En 1928, albergando esperanzas de curación, se ofreció a la Virgen con
la promesa de consagrarse como misionera si sanaba. No tardó en
comprender que el dolor debía ser su vocación. Y recibió la gracia de
aspirar a un mayor sufrimiento y de ser víctima voluntaria por amor a
Cristo y para rescate de los pecadores, experimentando un vínculo
singular con Jesús Sacramentado a través de María. Ya en su infancia
solía quedarse absorta en oración ante el Sagrario, pero su estado de
postración no le permitía acudir a él como hacía anteriormente. Un día
pensó: «Jesús, tú estás prisionero en el Sagrario y yo en mi lecho por tu voluntad. Nos haremos compañía».
Inició un fecundísimo apostolado, haciendo entrega al Padre de todos sus sufrimientos. «Amar, sufrir, reparar»,
fue la consigna que recibió de Cristo. Con ella iba escalando el camino
de la perfección. Durante los cuatro años que mediaron desde 1938 a
1942 todos los viernes revivía en su cuerpo los estadios de la Pasión.
En esos momentos sus miembros paralizados recobraban la movilidad y se
contraían en el lecho dejándola presa de inmensos dolores.
En 1934 uno de sus directores espirituales, el salesiano padre Pinho,
que la asistió desde ese año hasta 1942, le indicó que redactase sus
experiencias místicas; él la inscribió en la Asociación de Salesianos
Cooperadores. En 1936 Cristo encomendó a la beata que solicitase al Sumo
Pontífice la consagración del mundo al Corazón Inmaculado de María. El
padre Pinho se ocupó de solicitarlo reiteradamente hasta 1941. El 31 de
octubre de 1942 el papa Pío XII efectuó esta declaración, que renovó en
Roma el 8 de diciembre del mismo año. Unos meses antes, en la primavera,
Alexandrina había comenzado a nutrirse exclusivamente con la
Eucaristía: «No te alimentarás más con
comida en la tierra. Tu comida será mi Carne, tu bebida será mi divina
Sangre, tu vida será mi Vida. Tú la recibes de Mí cuando uno mi corazón
al tuyo. No tengas miedo, ya no serás más crucificada como en el pasado,
ahora nuevas pruebas te esperan que serán las más dolorosas.
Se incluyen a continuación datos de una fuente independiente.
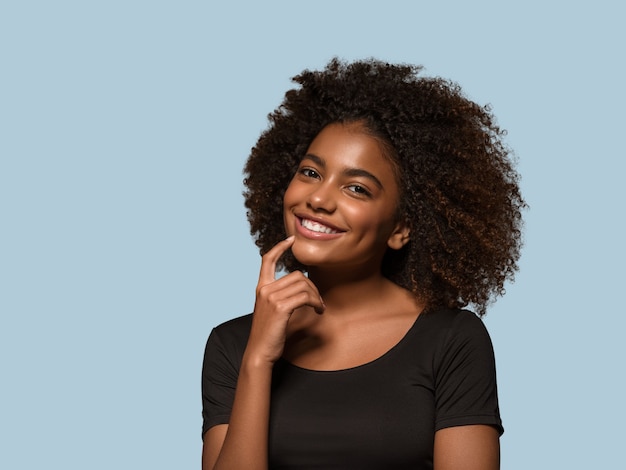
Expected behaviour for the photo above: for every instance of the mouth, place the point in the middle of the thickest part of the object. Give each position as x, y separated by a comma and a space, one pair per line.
317, 227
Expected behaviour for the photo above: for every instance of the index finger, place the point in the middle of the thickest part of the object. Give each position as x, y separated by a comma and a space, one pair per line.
268, 263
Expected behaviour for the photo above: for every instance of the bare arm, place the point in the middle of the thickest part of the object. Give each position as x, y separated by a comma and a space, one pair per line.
243, 442
474, 447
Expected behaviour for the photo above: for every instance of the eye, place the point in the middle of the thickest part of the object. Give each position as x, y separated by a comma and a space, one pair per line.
358, 189
309, 172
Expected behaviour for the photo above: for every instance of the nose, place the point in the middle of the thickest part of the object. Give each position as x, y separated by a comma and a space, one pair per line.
322, 198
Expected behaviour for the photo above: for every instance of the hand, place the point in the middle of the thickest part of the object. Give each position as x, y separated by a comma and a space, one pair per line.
276, 300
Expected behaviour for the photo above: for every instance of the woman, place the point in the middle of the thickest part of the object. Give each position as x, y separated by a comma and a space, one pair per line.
397, 198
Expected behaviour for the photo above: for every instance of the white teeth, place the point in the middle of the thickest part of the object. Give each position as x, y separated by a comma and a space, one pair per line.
315, 227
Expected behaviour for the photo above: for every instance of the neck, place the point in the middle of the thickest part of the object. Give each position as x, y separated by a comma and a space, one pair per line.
340, 290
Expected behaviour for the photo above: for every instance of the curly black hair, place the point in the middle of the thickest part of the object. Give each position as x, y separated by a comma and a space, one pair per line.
459, 191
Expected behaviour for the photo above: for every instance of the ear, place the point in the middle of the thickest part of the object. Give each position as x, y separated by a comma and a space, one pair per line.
399, 237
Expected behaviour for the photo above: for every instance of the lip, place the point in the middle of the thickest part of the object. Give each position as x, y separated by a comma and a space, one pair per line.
305, 232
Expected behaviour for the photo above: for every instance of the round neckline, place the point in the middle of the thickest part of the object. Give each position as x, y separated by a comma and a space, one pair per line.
380, 358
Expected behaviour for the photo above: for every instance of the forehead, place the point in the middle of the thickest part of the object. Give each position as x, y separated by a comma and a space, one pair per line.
350, 146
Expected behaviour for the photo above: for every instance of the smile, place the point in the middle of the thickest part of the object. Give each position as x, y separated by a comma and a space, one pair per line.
316, 227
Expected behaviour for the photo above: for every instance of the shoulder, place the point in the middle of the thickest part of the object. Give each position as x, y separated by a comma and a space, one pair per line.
228, 340
445, 322
446, 332
235, 328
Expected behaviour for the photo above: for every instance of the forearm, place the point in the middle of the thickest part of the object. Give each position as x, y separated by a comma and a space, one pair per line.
245, 444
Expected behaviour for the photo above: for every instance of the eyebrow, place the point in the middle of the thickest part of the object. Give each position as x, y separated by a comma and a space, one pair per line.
348, 172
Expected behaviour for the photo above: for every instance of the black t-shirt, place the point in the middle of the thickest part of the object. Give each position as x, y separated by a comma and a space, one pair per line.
380, 415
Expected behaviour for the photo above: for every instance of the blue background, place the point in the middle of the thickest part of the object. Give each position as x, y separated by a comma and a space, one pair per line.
124, 127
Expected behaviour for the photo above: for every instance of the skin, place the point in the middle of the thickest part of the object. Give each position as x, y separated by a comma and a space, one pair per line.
331, 319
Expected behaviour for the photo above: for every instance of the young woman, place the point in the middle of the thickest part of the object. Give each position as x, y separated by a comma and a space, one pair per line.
392, 202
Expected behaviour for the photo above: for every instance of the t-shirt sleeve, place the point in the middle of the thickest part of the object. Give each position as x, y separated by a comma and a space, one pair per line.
465, 380
220, 370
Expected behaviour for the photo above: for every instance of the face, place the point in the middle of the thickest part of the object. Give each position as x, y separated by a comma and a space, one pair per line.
341, 204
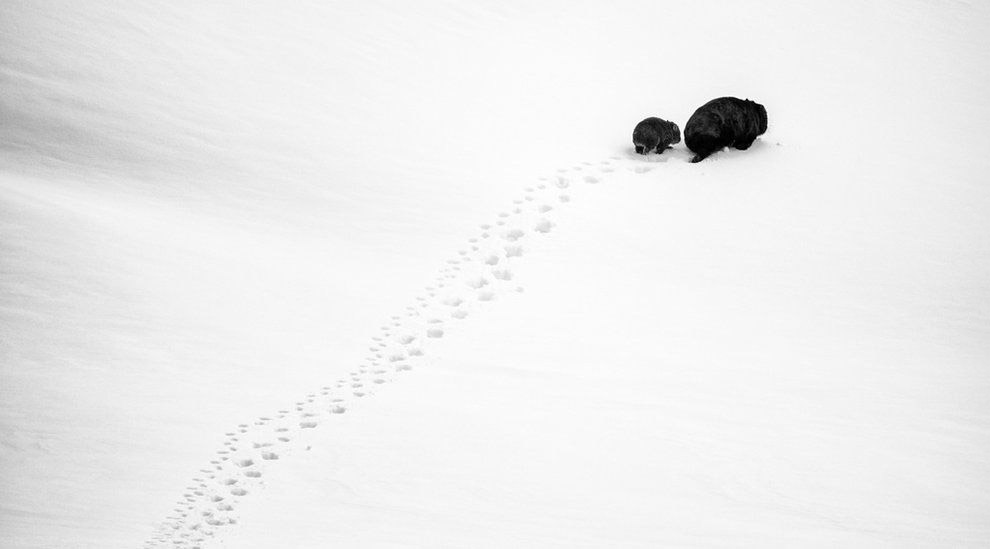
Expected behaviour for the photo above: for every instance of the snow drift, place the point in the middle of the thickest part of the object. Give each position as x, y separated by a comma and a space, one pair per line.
413, 242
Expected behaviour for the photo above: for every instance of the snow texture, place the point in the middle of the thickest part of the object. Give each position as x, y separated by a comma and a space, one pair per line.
390, 275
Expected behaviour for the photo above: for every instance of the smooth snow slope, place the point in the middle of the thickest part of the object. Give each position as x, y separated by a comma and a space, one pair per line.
218, 224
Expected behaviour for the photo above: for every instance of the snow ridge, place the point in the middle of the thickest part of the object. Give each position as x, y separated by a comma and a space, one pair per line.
476, 275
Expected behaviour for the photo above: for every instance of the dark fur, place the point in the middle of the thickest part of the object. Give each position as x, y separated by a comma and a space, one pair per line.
655, 134
724, 122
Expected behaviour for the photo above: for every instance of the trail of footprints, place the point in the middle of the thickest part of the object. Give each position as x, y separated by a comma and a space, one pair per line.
479, 273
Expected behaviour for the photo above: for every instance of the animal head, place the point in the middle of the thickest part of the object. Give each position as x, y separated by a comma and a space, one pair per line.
761, 116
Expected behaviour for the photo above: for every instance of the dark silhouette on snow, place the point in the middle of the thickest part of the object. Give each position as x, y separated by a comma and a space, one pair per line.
655, 134
724, 122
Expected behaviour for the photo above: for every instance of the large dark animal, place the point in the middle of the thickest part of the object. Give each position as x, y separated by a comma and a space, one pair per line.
655, 134
724, 122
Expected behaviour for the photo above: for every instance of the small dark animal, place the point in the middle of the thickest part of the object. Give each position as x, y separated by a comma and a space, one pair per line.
655, 134
724, 122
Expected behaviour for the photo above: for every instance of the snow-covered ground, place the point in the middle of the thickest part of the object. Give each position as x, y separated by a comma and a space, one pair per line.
386, 274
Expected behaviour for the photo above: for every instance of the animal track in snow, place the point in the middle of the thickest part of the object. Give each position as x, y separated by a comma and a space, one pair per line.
399, 345
513, 235
477, 283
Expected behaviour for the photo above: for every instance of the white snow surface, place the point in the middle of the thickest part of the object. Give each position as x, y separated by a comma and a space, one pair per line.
388, 274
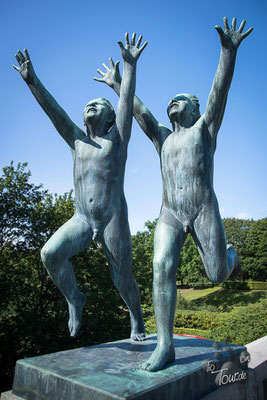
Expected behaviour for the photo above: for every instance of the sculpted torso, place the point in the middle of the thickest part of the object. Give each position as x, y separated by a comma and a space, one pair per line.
187, 171
99, 166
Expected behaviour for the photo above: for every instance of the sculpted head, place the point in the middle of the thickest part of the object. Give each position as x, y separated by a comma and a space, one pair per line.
185, 103
99, 109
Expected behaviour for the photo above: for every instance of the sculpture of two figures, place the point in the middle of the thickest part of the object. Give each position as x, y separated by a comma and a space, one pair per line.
189, 204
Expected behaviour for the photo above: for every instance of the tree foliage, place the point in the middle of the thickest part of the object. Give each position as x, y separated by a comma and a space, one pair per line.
33, 313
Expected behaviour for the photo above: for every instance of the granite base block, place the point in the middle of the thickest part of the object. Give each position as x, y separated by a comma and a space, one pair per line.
111, 371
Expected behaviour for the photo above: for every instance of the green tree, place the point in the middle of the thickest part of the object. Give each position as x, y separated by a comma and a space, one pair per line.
191, 270
255, 265
143, 260
33, 313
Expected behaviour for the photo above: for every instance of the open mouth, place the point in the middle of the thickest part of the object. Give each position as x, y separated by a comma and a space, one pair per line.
91, 109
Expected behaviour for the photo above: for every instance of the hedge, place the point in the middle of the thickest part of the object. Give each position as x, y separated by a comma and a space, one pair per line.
248, 285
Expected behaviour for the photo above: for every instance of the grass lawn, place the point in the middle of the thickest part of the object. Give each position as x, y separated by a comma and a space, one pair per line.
193, 294
234, 316
223, 299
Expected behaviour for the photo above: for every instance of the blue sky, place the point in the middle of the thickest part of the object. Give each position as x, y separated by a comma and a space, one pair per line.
68, 41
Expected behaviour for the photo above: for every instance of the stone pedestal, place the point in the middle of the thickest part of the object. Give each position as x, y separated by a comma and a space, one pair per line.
111, 371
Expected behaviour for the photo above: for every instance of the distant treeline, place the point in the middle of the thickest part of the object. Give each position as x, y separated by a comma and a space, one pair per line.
33, 314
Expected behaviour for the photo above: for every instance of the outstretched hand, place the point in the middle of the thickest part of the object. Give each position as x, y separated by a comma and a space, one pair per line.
131, 52
230, 38
112, 75
26, 69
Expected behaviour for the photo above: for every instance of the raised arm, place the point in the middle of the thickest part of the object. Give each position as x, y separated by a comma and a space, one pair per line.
230, 41
130, 54
63, 124
147, 122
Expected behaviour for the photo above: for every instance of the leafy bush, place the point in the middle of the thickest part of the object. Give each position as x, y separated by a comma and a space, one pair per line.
248, 285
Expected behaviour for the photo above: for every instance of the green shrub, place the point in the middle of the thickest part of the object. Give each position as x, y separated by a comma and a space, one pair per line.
243, 325
195, 319
245, 285
187, 331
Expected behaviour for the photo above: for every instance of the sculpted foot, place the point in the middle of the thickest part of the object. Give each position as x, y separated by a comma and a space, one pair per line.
161, 356
138, 337
138, 333
75, 315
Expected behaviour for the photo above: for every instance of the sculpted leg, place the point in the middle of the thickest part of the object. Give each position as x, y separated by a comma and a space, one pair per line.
68, 240
168, 241
118, 249
219, 260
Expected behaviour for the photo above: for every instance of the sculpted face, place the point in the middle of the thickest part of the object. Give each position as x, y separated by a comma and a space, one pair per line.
185, 104
98, 109
179, 104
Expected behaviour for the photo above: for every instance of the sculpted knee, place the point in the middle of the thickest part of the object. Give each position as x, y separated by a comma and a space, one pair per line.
163, 269
48, 255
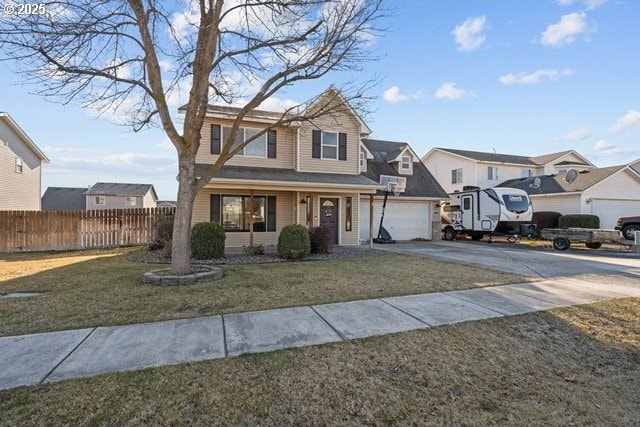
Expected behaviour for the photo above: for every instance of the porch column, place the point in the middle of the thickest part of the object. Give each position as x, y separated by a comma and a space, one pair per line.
370, 221
251, 218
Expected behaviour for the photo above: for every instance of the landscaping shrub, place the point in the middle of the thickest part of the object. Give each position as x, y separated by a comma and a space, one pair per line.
580, 221
321, 240
164, 233
294, 242
545, 219
253, 250
207, 240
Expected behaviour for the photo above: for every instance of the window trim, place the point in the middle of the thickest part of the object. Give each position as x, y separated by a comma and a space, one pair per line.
337, 146
19, 165
408, 163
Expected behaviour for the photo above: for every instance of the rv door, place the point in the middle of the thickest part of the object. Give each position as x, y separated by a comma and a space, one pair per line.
467, 212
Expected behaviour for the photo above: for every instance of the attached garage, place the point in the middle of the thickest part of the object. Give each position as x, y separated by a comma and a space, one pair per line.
609, 210
403, 219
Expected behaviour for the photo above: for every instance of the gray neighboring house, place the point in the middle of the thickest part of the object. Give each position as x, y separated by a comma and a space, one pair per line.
109, 195
64, 199
20, 167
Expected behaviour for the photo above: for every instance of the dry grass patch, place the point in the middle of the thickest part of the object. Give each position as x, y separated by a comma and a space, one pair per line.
103, 288
574, 366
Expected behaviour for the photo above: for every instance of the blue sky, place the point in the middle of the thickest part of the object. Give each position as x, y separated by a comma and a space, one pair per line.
518, 77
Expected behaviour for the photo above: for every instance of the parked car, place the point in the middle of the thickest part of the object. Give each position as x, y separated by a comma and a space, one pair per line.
628, 225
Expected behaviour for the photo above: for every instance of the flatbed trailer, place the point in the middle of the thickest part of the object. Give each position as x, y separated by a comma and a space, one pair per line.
592, 238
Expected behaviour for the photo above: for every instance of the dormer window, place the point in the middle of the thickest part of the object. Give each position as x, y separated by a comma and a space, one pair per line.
405, 164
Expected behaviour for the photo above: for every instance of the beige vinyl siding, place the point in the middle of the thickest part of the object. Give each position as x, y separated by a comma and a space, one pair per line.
285, 147
342, 122
569, 204
285, 215
114, 202
18, 191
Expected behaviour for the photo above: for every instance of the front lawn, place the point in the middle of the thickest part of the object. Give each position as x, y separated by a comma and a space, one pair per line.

Pero al
final Yo te llevaré al cielo y la Santísima Madre te acompañará». En un momento dado, Cristo le hizo saber: «Estás
viviendo solo de la Eucaristía porque quiero mostrarle al mundo entero
el poder de la Eucaristía y el poder de mi vida en las almas».
Hasta su muerte ni bebió, ni ingirió bocado alguno, todo lo cual fue
ratificado por competentes especialistas. El 13 de octubre de 1955
falleció, diciendo: «No lloren por mí, hoy soy inmensamente feliz… por fin me voy al cielo». Antes dictó su epitafio, que incluía este ruego: «…no
peques nunca más. No ofendas más a Nuestro amado Señor. Conviértete. No
pierdas a Jesús por toda la eternidad. ¡¡Él es tan bueno!!». Juan Pablo II la beatificó el 25 de abril de 2004.